When the Tool Becomes the Risk: Governing AI in Your Control Framework
CovaCtrl
4 min read
Organisations are adopting AI tools to support control testing, financial monitoring and risk reporting. But as AI enters the control environment, it introduces a category of risk that traditional frameworks have not fully addressed: the AI system itself as a potential control failure point. In early 2026, COSO published new guidance addressing exactly this gap.
What Is the New COSO Guidance on AI and Internal Controls?
The Committee of Sponsoring Organisations of the Treadway Commission published a practical framework in early 2026 addressing internal control over generative AI. The guidance recognises that AI systems used in operational and financial workflows are not just tools — they are themselves a category of control that requires governance.
The question the guidance poses is direct: if AI is making or supporting decisions about financial data, who is ensuring that AI is doing so reliably and correctly?
Why Do AI Tools Need Their Own Internal Controls?
Traditional controls are designed around processes and people. They assume a human is performing the activity being controlled. When an AI system performs or supports a task — summarising evidence, flagging exceptions or drafting reports — the accountability structure shifts.
If an AI produces an incorrect output, the control may appear to have been performed while the underlying assessment was flawed. This is a new failure mode: a control that functions operationally but fails intellectually.
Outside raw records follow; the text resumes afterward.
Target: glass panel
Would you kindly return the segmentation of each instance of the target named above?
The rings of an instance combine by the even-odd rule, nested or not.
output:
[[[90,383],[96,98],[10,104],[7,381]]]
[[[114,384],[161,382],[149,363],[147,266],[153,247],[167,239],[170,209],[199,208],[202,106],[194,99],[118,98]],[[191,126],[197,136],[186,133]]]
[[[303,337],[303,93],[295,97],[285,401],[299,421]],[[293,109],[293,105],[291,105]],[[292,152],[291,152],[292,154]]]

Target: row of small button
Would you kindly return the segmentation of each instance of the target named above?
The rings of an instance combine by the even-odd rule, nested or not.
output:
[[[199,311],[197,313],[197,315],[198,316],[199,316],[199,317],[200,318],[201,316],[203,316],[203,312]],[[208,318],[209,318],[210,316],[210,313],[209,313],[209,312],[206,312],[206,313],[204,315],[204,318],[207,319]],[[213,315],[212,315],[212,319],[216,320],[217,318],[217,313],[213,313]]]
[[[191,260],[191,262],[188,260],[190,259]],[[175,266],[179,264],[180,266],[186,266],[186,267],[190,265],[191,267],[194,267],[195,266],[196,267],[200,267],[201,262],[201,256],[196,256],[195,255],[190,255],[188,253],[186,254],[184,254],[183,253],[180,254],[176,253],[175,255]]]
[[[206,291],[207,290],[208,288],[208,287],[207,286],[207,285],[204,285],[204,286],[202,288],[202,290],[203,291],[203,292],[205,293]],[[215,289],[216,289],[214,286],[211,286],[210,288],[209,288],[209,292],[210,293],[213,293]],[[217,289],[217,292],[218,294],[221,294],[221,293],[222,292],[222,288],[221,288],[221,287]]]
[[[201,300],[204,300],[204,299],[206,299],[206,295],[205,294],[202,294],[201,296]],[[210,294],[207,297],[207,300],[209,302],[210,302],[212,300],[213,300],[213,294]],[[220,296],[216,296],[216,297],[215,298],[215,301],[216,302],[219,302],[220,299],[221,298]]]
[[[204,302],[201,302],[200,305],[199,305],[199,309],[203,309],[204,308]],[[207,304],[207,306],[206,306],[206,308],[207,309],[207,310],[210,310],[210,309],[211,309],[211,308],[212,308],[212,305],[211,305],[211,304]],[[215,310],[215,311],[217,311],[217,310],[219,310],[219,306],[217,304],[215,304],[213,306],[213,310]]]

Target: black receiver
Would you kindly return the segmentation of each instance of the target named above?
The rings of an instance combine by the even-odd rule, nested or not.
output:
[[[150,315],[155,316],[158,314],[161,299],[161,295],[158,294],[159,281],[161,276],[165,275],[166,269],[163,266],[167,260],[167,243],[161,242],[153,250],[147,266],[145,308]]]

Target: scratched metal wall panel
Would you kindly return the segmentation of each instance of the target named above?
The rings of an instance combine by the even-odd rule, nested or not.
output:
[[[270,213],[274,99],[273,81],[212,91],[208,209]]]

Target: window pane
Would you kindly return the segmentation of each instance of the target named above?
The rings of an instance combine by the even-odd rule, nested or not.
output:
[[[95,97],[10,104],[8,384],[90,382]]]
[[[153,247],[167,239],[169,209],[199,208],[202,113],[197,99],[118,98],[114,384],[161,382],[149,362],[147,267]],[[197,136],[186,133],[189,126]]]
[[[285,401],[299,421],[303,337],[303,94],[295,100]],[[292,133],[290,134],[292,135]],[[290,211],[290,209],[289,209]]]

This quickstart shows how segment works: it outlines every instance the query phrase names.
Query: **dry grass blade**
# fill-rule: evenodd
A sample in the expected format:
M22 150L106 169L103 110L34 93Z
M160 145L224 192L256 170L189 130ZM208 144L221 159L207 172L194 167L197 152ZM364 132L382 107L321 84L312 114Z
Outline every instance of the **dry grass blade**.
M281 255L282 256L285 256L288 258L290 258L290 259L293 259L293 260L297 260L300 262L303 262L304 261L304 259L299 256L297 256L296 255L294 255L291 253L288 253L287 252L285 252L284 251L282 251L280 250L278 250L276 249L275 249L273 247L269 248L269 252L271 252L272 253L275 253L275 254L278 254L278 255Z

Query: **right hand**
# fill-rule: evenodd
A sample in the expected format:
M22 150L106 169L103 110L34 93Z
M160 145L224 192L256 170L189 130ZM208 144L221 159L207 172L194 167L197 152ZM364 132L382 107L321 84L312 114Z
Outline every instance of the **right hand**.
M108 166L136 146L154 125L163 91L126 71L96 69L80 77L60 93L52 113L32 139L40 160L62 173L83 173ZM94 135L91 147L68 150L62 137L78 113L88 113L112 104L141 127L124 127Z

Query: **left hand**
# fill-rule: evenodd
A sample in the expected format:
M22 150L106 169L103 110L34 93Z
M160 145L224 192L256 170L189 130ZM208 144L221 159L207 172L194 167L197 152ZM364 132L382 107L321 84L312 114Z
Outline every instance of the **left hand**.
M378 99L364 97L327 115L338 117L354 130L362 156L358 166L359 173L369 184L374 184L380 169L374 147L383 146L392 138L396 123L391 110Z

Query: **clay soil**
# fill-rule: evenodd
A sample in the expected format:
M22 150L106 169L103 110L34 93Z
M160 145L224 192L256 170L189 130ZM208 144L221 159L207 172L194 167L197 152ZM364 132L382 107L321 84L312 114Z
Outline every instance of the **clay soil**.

What Can Go Wrong When AI Is Part of a Control?
The risks are concrete:
- AI producing confident outputs without flagging uncertainty or limitations
- Inconsistent performance across different document types or data formats
- Outputs that are not independently verifiable without specialist knowledge
- Overreliance reducing the review rigour of human operators
- Absence of a clear audit trail showing what the AI assessed and why
Each of these can result in a control being recorded as complete when it has not actually performed its intended function.
How Do Traditional Control Principles Apply to AI-Assisted Controls?
The core principles of effective controls — ownership, consistency, testability, documentation — still apply. What changes is how each principle is satisfied when an AI is involved.
The standard does not change. The method of applying it does.
What Does Good AI Governance Look Like in Practice?
Governing AI in a control environment does not require specialist technical knowledge. It requires the same rigour applied to any significant manual or automated control.
In practice, this means documenting what the AI does and what it is permitted to influence, maintaining human review at key decision points, monitoring AI performance over time and understanding where outputs are most likely to be unreliable.
Organisations that treat AI tools like any other third-party process — with defined scope, tested outputs and clear ownership — are better placed to provide assurance when it is needed.
How Is CovaCtrl Different?
CovaCtrl was designed with this governance dimension in mind. Its AI analysis is structured, transparent and always reviewed by the user before any conclusion is recorded. The platform does not act autonomously — it provides structured evidence and recommendations that human teams assess and own.
This means organisations using CovaCtrl can demonstrate that AI is supporting the control, not replacing the accountable person responsible for it.
Why This Matters Now
AI is moving into control functions quickly, often ahead of governance frameworks. COSO's new guidance is a clear signal that standard-setters consider this a material issue today, not a future concern.
Organisations that govern their AI tools with the same care they apply to other controls will be better positioned for audit scrutiny, stakeholder trust and genuine control effectiveness.
The question is not whether to use AI in control work. It is whether the AI itself is under control.